Он поспешил поставить еще одну тарелку.
— Очень любезно с вашей стороны, но я лучше вернусь к себе.
— Я настаиваю…
Едва произнеся эти слова, Эндрю пожалел.
— Что-то вы слишком часто настаиваете… — заметила с иронией Мадам.
В ее словах, однако, не прозвучало ни малейшего упрека.
— Ну так останьтесь с нами, — вмешался Манье. — Зачем уходить-то!
Одиль, не способная вымолвить ни слова, просто положила на тарелку тарталетку.
— Ну хорошо, — сдалась Мадам. — Посижу с вами немного.
В гробовом молчании она села за стол и повернулась к Манон:
— Вам в вашем состоянии не стоит возиться с котом. Для беременных это вредно.
— Ничего. Мне сделали анализ, а токсоплазмоз у меня уже был. Спасибо, что вы об этом подумали.
Блейк подал свою тарелку Одиль, та разделила тарталетку пополам и одну часть подала ему.
— Нам действительно приятно вас видеть, — сказал Манье, обращаясь к Мадам. — Вам еще надо бы зайти ко мне.

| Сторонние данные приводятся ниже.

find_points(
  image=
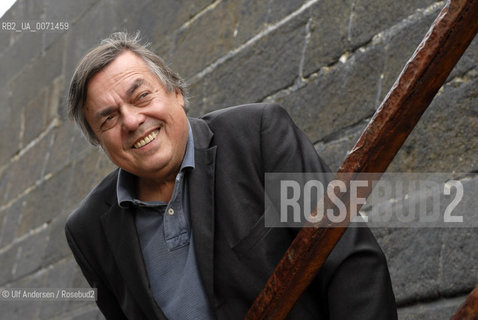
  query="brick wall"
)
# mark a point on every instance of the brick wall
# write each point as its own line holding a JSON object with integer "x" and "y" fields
{"x": 328, "y": 62}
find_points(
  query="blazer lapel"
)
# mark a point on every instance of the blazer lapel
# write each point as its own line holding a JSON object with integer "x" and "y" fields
{"x": 120, "y": 229}
{"x": 201, "y": 203}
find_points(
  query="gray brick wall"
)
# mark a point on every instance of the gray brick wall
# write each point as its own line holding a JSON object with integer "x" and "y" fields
{"x": 328, "y": 62}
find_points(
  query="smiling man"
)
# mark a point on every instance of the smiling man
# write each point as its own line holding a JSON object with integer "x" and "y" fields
{"x": 177, "y": 231}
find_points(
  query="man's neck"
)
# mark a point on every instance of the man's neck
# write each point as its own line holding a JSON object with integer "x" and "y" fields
{"x": 153, "y": 190}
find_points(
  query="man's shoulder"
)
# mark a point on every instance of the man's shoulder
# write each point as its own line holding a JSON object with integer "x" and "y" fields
{"x": 243, "y": 117}
{"x": 98, "y": 199}
{"x": 242, "y": 112}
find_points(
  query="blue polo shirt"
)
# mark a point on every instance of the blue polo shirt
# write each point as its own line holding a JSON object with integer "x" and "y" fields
{"x": 166, "y": 240}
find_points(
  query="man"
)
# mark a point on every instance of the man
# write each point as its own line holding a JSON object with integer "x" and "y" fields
{"x": 178, "y": 230}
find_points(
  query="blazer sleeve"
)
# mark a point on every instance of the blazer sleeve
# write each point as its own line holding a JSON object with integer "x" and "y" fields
{"x": 106, "y": 301}
{"x": 355, "y": 278}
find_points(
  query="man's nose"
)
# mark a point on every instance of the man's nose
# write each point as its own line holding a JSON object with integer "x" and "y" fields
{"x": 131, "y": 118}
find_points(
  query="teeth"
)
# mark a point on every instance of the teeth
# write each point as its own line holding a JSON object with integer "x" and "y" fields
{"x": 146, "y": 140}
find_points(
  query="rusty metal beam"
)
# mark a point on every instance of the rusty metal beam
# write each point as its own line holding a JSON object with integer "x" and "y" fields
{"x": 415, "y": 88}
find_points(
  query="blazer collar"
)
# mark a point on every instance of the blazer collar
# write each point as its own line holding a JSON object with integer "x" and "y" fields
{"x": 120, "y": 228}
{"x": 201, "y": 203}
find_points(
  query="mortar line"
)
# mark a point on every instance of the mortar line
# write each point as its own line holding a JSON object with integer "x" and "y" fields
{"x": 250, "y": 42}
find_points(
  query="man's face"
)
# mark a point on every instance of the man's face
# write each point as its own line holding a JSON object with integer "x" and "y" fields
{"x": 142, "y": 128}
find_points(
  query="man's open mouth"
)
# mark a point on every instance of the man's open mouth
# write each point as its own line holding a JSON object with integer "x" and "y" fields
{"x": 146, "y": 140}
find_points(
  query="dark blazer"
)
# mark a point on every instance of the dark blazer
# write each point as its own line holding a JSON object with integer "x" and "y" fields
{"x": 236, "y": 254}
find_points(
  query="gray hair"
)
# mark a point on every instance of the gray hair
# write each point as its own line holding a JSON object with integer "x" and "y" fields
{"x": 98, "y": 58}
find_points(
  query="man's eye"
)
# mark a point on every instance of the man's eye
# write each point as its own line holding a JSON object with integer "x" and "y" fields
{"x": 108, "y": 122}
{"x": 141, "y": 96}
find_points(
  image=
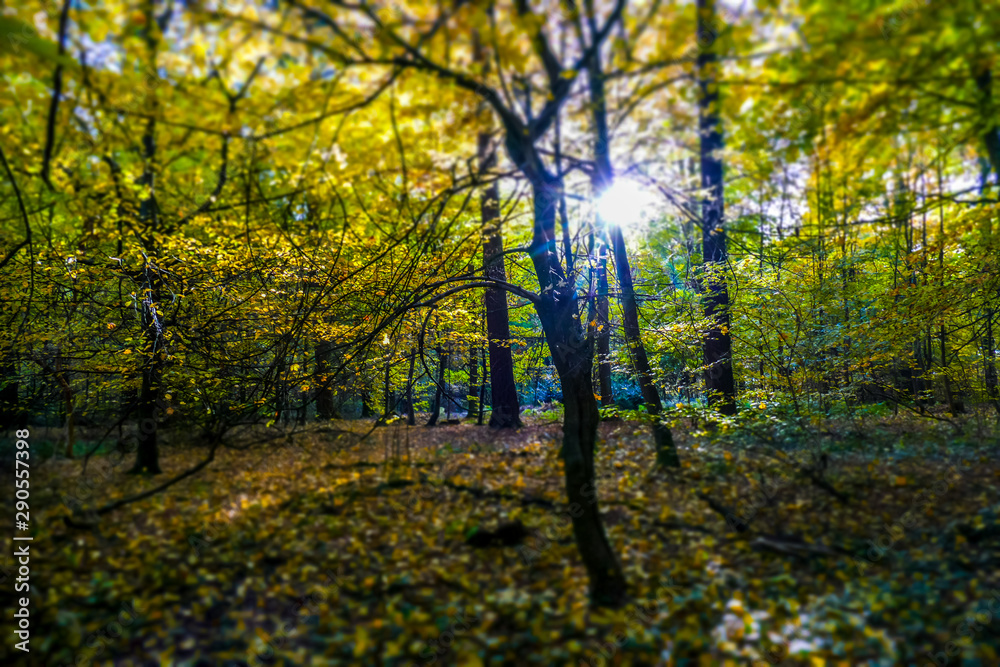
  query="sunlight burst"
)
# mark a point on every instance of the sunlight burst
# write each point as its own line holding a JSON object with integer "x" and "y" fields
{"x": 625, "y": 203}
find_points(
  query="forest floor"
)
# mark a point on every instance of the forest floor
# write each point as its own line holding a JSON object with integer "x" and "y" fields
{"x": 871, "y": 543}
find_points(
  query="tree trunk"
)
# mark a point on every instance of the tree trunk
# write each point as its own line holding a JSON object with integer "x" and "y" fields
{"x": 10, "y": 410}
{"x": 147, "y": 459}
{"x": 666, "y": 452}
{"x": 324, "y": 388}
{"x": 436, "y": 408}
{"x": 411, "y": 417}
{"x": 573, "y": 356}
{"x": 473, "y": 393}
{"x": 506, "y": 411}
{"x": 719, "y": 381}
{"x": 602, "y": 311}
{"x": 67, "y": 391}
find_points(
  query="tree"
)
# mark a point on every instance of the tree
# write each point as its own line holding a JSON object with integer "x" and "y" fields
{"x": 718, "y": 346}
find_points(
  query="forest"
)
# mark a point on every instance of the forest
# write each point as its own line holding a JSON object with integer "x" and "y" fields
{"x": 500, "y": 332}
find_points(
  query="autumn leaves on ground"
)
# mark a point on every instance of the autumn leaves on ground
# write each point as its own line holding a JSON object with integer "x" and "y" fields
{"x": 452, "y": 545}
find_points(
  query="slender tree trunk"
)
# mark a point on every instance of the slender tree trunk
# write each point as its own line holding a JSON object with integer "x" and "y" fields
{"x": 506, "y": 411}
{"x": 411, "y": 417}
{"x": 436, "y": 408}
{"x": 719, "y": 381}
{"x": 473, "y": 394}
{"x": 482, "y": 389}
{"x": 147, "y": 459}
{"x": 323, "y": 381}
{"x": 67, "y": 392}
{"x": 666, "y": 452}
{"x": 10, "y": 409}
{"x": 388, "y": 404}
{"x": 991, "y": 140}
{"x": 573, "y": 355}
{"x": 602, "y": 311}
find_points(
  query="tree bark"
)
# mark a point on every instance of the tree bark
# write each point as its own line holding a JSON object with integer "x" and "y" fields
{"x": 436, "y": 408}
{"x": 573, "y": 356}
{"x": 10, "y": 409}
{"x": 506, "y": 410}
{"x": 411, "y": 417}
{"x": 147, "y": 455}
{"x": 324, "y": 388}
{"x": 718, "y": 347}
{"x": 666, "y": 451}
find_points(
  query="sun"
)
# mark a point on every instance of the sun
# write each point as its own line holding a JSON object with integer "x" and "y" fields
{"x": 625, "y": 203}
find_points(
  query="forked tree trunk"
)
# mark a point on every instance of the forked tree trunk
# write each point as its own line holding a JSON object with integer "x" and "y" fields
{"x": 506, "y": 410}
{"x": 324, "y": 388}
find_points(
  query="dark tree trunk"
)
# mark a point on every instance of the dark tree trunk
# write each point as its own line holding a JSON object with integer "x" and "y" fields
{"x": 666, "y": 452}
{"x": 147, "y": 455}
{"x": 718, "y": 346}
{"x": 482, "y": 389}
{"x": 602, "y": 311}
{"x": 324, "y": 383}
{"x": 473, "y": 394}
{"x": 438, "y": 389}
{"x": 506, "y": 410}
{"x": 411, "y": 417}
{"x": 573, "y": 355}
{"x": 10, "y": 410}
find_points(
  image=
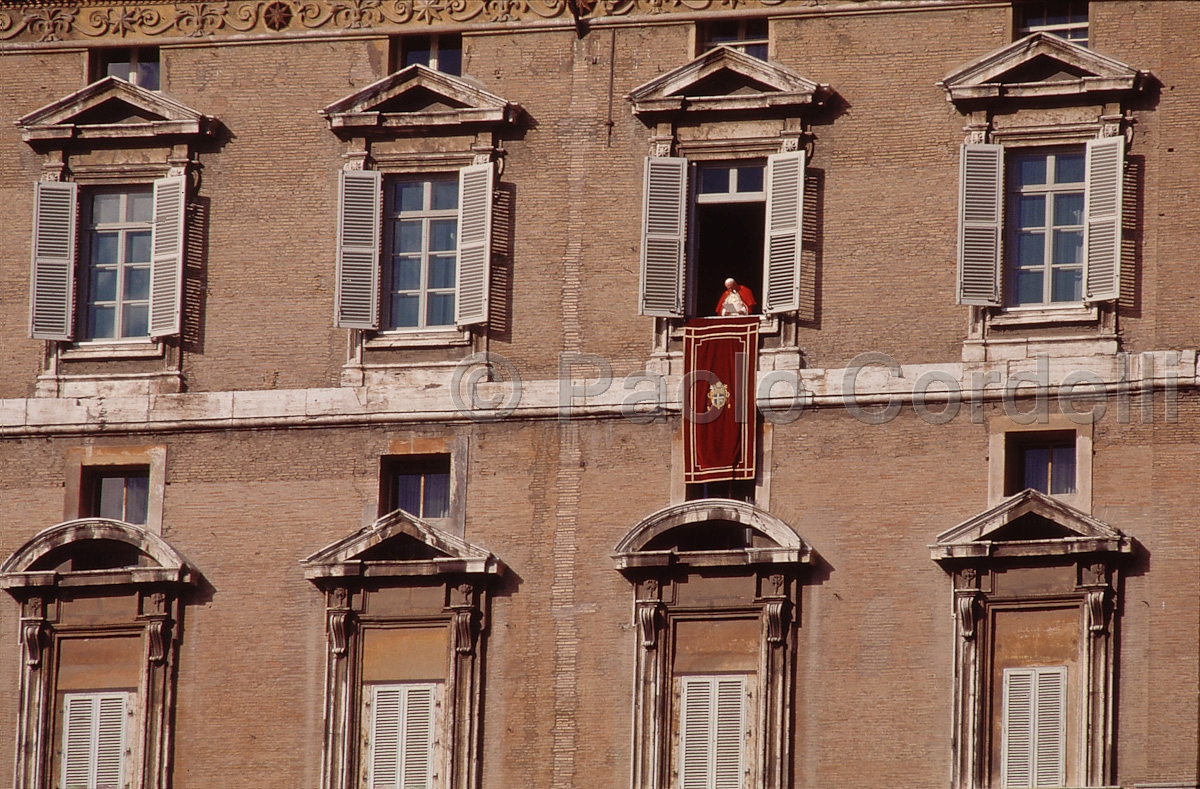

Парк в это время года великолепен.
— Мои хвори не позволяют мне выходить из дому, но я признательна вам за приглашение.
Каждый попробовал десерт, высказав набор приличествующих случаю фраз.
— Я предложила бы вам шампанского, чтобы отметить ваше веселое собрание, — сказала Мадам, — но я даже не знаю, осталась ли в доме хоть одна бутылка. Да и хорошее ли оно? Вы не в курсе, Одиль?
— Если оно и есть, то в подвале, а я туда никогда не спускаюсь. Из-за…
— Я и забыла.
Мадам вскоре пожелала их оставить. Она уже говорила с Блейком обычным тоном и, казалось, сменила гнев на милость. Вечер потихоньку близился к концу. Не заметив, как прошло время, Манье с сожалением засобирался в обратную дорогу.
— В следующий раз, мадам Одиль, я принесу вам белых грибов, чтоб вы их приготовили. Еще раз спасибо, было очень вкусно.